Obviously "Greatest American Movie of All-Time" is a very subjective thing which cannot be measured empirically. But if the movie-saturated folks of the AFI get together and a group of them looks at all the candidates and decides that Citizen Kane is the absolute best movie ever made in this country, people will listen, and they'll probably have something of an idea of what they're talking about.

The following paragraph is an opinion, blah blah blah:

I, personally, do not think that Citizen Kane is the greatest movie of all time. I probably wouldn't even put it in my top 100. I thought it was a great movie. It was executed almost flawlessly. I noticed 1,000 great shots making excellent use of reflections and/or lighting/shadows and/or camera angles and so on. The acting was superior. The movie was very well-paced. The opening ten minutes or so run you through the entire story in classic newsreel style, and then you spend the rest of the movie delving into it on a more personal level, the whole thing driven by a search to solve the mystery of one man's cryptic last word.

Ultimately, I thought it was a very empty movie. That's kind of the point, I know . . . the man who had everything but couldn't get the one thing he really wanted . . . or something. His life is empty and so the movie is too. You keep seeing him making the wrong decisions, going to far to prove a point, always pushing in the wrong directions, and things just keep crashing down around his ears. And when the ending finally reveals what he's been thinking about in his last days, you realize just how much his life has been sucking all along. Bleah. In the end, just bleah.

I was reading some of the wonderful, and ever-intelligent and well thought out comments on IMDb under The Pianist about a month ago. I can't find the comment I was reading now, but the basic premise of the would-be "critic" bothered me. He said that the movie was neither Polanski's best (I wouldn't know, haven't seen any others), nor did it deserve the Oscars it won. Why? Because a movie about the Holocaust is easy to do well. The emotions of the audience are easily manipulated . . . everytime they get too secure, kill another Jew. Aside from being rather insensitive, the reasoning sucks.

The fact is, you can make a movie that absolutely nails everything, but if I don't care about your subject then your movie will fail . . . ummm, with me, anyway. Picking the right thing to make a movie about is every bit as important as any other detail, if not more important. People will love movies like Star Wars and Back to the Future that are full of plot holes, and cheesy dialogue, and dated special effects because the director just picked really really well. Marvelous examples of the craft, on the other hand, like Birth of a Nation and Citizen Kane, only last beyond their time among film buffs. Ordinary people don't know and don't care . . . Why would they want to watch a movie about that? Just because it was really good at the time?

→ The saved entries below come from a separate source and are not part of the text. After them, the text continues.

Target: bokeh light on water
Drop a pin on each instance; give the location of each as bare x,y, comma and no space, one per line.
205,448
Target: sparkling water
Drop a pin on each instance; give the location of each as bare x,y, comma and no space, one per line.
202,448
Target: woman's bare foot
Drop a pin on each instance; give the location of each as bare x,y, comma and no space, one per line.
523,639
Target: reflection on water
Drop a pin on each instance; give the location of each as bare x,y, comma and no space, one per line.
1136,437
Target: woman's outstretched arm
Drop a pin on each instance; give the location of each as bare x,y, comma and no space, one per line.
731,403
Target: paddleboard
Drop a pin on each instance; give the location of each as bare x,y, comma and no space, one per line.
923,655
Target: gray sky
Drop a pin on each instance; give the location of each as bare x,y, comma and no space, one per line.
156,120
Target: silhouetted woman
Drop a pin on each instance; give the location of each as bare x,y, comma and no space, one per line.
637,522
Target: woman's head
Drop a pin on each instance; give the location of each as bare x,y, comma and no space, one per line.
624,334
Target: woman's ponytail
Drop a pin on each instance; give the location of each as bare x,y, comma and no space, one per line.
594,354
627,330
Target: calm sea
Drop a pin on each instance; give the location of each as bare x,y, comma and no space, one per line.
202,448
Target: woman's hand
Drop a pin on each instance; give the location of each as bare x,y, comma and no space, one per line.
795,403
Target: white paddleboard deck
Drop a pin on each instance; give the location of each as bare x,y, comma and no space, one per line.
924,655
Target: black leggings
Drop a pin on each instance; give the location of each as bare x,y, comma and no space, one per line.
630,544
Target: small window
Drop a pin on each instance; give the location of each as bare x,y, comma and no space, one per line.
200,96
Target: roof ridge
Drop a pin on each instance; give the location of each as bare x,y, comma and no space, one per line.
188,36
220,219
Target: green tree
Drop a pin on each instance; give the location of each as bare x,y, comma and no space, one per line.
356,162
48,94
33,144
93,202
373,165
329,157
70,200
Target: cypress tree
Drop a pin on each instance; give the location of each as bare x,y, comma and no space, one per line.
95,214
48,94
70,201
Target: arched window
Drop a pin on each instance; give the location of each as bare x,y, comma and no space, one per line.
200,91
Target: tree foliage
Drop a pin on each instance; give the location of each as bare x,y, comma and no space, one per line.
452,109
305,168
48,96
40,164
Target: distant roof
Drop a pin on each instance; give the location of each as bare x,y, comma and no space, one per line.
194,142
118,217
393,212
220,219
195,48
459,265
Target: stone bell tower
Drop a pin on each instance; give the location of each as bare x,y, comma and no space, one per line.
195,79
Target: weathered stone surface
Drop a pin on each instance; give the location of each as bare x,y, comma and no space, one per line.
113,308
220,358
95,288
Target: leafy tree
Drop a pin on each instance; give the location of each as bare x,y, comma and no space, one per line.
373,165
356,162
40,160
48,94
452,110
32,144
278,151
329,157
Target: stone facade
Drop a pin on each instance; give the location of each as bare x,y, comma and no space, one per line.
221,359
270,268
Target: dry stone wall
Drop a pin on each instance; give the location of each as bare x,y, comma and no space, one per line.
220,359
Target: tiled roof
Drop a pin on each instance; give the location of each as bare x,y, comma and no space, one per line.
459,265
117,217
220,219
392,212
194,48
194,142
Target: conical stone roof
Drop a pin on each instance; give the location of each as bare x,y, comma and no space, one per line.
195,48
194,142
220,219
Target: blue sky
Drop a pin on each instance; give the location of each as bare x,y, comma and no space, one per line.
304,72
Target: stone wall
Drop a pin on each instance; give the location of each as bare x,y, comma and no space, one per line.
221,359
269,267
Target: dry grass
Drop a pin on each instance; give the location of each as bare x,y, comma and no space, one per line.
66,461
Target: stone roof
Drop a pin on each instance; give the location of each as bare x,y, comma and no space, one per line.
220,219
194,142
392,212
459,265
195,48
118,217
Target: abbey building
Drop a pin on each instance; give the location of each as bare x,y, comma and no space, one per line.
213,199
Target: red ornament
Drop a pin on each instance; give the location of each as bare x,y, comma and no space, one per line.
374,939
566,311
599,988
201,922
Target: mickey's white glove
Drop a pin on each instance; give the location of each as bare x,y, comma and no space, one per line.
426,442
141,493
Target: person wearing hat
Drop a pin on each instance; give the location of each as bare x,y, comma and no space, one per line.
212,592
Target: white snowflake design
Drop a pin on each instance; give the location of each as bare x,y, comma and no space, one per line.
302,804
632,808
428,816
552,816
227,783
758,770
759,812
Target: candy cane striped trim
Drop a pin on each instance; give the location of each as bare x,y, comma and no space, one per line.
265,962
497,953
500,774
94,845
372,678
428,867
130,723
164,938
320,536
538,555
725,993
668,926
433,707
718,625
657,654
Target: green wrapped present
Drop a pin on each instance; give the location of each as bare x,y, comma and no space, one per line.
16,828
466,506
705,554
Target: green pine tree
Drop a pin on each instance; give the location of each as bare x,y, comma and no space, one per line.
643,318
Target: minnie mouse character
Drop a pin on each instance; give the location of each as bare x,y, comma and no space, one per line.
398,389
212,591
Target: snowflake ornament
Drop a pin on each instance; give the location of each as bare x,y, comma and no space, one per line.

I'm the kind of person who can watch a movie and appreciate it immensely on the technical level, but still not enjoy it, or think it is an exceptional movie. Or maybe I will enjoy it, for whatever reason . . . Sometimes, unfortunately, I'm certain that that is all certain people are looking at. *cough, cough* The Academy *cough, cough*

So, as previously stated, for all the skill that went into Citizen Kane, and as much as I really did enjoy it, I don't think that it is one of the greatest movies of all time. It's just too dang empty of meaning and feeling.

Now, back to Ebert: "There is little enough psychological depth anywhere in the films, actually, and they exist mostly as surface, gesture, archetype and spectacle. They do that magnificently well, but one feels at the end that nothing actual and human has been at stake; cartoon characters in a fantasy world have been brought along about as far as it is possible for them to come . . ."

Guh. Between that quote, an accusation or two that I've seen accusing every character in the trilogy of the vague crime of being one-dimensional, and even the statement that the Matrix trilogy had "a lot more plot" than LotR, I'm about to . . . plotz.

Hmmm . . . I wrote, like, three paragraphs or so . . . one for each of the above proverbial thorns in my proverbial side. But they sucked. And I'm not in the mood. And you all know I'm right anyway. And now I have to go do things . . . and stuff. Later.